Un numero crescente di politici, analisti e studiosi lo considera uno strumento datato e, per certi versi, inesatto, perché non sempre in grado di misurare la reale “ricchezza” di un Paese. Il Prodotto interno lordo (Pil) è tornato al centro del dibattito internazionale, anche in seguito al rapporto Misurazione dei risultati economici e del progresso sociale, che il presidente francese Nicolas Sarkozy ha affidato a una commissione coordinata dai premi Nobel Joseph Stiglitz e Amartya Sen e dall’economista francese Jean-Paul Fitoussi. Esistono indicatori del benessere alternativi al Pil? Ed è il caso di cercarli nel pieno di una crisi economica? Sono questi gli interrogativi ai quali hanno cercato di rispondere i relatori del seminario: Oltre il Pil. Verso una nuova statistica del benessere, che si è tenuto lunedì 28 giugno nella Sala Negri da Oleggio dell’Università Cattolica di Milano. Al dibattito, promosso dalla Scuola di dottorato di Politica economica, in collaborazione con l’Alta Scuola per l’Ambiente, hanno partecipato Enrico Giovannini, presidente dell’Istat - e unico italiano presente nella commissione Stiglitz-Sen-Fitoussi -, Stefano Pareglio, docente di Economia ambientale all’Università Cattolica, Maurizio Baussola, preside della facoltà di Economia della sede piacentina dell’Ateneo del Sacro Cuore Luigi Campiglio, prorettore dell’Università Cattolica, ed Enrica Chiappero-Martinetti, docente di Economia politica all’Università di Pavia e allieva dell’economista Sen.
«Il disagio nei confronti del Pil e la misurazione del progresso è in circolazione fin dai tempi di Tobin», ha detto il prorettore Campiglio, che proprio di recente al tema del prodotto interno lordo ha dedicato l’articolo dal titolo: Il Pil senza qualità: forse è ora di cambiare, pubblicato nell’ultimo numero della rivista Vita e Pensiero (3/2010). In realtà, come ha osservato il professor Pareglio, i cittadini europei si sentono poco rappresentati dagli indicatori statistici. «Ecco perché le modalità di espressione di questi strumenti devono cambiare: per avere una migliore politica servono anche migliori misure. Forse è indicativo che la discussione sul superamento del Pil avvenga proprio in un momento come quello attuale in cui si avverte l’esigenza di trovare la bussola per uscire dalla crisi».
«Eppure il Pil non va distrutto.
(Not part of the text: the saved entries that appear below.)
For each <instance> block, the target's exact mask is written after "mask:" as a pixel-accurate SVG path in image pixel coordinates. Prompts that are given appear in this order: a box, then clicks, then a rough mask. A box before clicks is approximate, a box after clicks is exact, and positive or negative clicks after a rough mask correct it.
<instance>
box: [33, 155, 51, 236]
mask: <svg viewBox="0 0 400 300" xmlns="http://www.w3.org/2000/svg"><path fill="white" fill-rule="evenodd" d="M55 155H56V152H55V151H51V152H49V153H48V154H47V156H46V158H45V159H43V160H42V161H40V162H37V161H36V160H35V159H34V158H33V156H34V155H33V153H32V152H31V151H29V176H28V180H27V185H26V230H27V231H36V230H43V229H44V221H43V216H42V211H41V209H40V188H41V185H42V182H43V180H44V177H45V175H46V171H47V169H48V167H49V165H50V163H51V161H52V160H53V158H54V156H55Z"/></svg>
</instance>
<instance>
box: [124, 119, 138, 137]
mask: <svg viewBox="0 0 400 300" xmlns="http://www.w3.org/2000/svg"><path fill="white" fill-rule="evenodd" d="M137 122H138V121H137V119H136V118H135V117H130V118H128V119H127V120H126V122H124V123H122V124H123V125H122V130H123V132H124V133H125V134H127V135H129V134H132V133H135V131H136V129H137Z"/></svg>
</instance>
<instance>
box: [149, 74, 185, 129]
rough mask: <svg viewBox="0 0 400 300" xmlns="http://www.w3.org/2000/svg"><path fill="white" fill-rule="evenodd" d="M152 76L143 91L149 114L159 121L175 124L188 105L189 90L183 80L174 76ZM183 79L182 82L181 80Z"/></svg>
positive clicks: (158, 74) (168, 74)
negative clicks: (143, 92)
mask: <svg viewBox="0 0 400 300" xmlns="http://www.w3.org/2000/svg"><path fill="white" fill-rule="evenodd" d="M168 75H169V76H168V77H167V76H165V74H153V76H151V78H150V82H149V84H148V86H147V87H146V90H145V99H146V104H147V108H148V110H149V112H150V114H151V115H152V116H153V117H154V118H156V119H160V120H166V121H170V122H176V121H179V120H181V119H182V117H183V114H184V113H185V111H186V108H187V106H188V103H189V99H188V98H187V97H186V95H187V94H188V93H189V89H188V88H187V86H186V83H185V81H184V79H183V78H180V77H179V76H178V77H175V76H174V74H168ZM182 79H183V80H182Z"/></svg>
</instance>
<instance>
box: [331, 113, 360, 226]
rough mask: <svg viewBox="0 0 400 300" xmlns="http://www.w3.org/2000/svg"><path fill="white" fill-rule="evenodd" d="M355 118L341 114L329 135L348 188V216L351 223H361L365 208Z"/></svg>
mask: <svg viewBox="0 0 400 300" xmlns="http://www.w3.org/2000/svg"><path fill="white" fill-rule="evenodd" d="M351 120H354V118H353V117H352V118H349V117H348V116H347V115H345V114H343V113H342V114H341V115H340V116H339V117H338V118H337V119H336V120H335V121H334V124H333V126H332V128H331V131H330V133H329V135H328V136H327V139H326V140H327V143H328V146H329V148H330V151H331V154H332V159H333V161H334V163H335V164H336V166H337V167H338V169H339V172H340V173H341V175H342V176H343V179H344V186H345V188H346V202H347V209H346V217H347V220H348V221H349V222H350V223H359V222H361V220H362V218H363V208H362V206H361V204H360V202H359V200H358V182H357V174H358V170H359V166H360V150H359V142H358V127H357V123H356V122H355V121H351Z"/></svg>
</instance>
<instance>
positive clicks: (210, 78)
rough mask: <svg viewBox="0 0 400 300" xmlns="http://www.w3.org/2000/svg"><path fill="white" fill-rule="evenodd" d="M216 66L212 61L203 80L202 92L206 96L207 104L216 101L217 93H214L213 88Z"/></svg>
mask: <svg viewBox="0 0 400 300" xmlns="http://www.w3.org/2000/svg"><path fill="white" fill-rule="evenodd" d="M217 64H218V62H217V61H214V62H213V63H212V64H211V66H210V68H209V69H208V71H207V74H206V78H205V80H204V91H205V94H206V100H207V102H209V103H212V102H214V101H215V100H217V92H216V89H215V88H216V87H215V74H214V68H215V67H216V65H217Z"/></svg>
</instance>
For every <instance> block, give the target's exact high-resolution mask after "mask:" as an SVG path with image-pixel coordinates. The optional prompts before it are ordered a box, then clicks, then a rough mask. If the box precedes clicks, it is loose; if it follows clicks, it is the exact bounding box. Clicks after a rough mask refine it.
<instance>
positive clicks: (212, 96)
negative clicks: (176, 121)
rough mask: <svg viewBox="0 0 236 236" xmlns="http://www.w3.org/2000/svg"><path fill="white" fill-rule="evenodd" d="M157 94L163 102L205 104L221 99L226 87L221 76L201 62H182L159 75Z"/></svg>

Bisogna solo cambiare prospettiva», ha sottolineato il presidente dell’Istat. Che ha aggiunto: «Discutere di indicatori statistici deve servire a discutere dei fini ultimi che le società vogliono raggiungere. Quello che il rapporto Stiligtz-Sen-Fitoussi pone sotto la definizione di benessere equo e sostenibile». Ma come si fa a misurare il progresso sociale? Vi sono tre modi: l’estensione del sistema dei conti nazionali ai fenomeni sociali e ambientali, gli indicatori composti e gli indicatori chiave. Tuttavia, una volta stabilite le dimensioni del progresso, occorrono altre informazioni per costruire una valutazione condivisa. Secondo Giovannini è fondamentale promuovere presso la società civile l’importanza di adeguati investimenti nei sistemi statistici e per Baussola si tratta di una tematica trasversale, che, oltre a economisti e statistici, coinvolge politici e società civile. D’altra parte, ha osservato il professor Campiglio, vi sono ormai diversi segnali che la dicono lunga sul fatto che il fiume carsico delle misure parallele al Pil sia uscito dalla fase avventurosa per sfociare in mare aperto, acquistando diritto di cittadinanza nella cittadella della persuasione. Lo testimonia il fatto che lo stesso documento di Relazione unificata economia e finanza pubblica - Ruef include una specifica sezione sulle nuove misurazioni del benessere. Un passo inevitabile visto che in un’economia moderna gli obiettivi socialmente desiderabili sono molteplici e soltanto in parte riconducibili al livello e alla crescita del Pil. «Quest’ultimo, infatti, non consente di valutare congiuntamente la qualità dei beni e dei servizi e la qualità della vita di chi li produce e li consuma: se considerato in modo esclusivo, il Pil è una grandezza economica svuotata della dimensione qualitativa e personale di coloro che utilizzano, o subiscono – come accade per i beni pubblici – i beni e servizi prodotti». Di qui la necessità di un nuovo approccio, a cui l’Istat potrebbe dare un rilevante contributo. Un approccio, ha notato Enrica Chiappero-Martinetti, che rappresenta un cambiamento di paradigma radicale. «L’idea è di non fermarsi al Pil: con tutta la cautela del caso, altri indicatori per misurare l’effettivo benessere di una popolazione si possono e si debbono ricercare».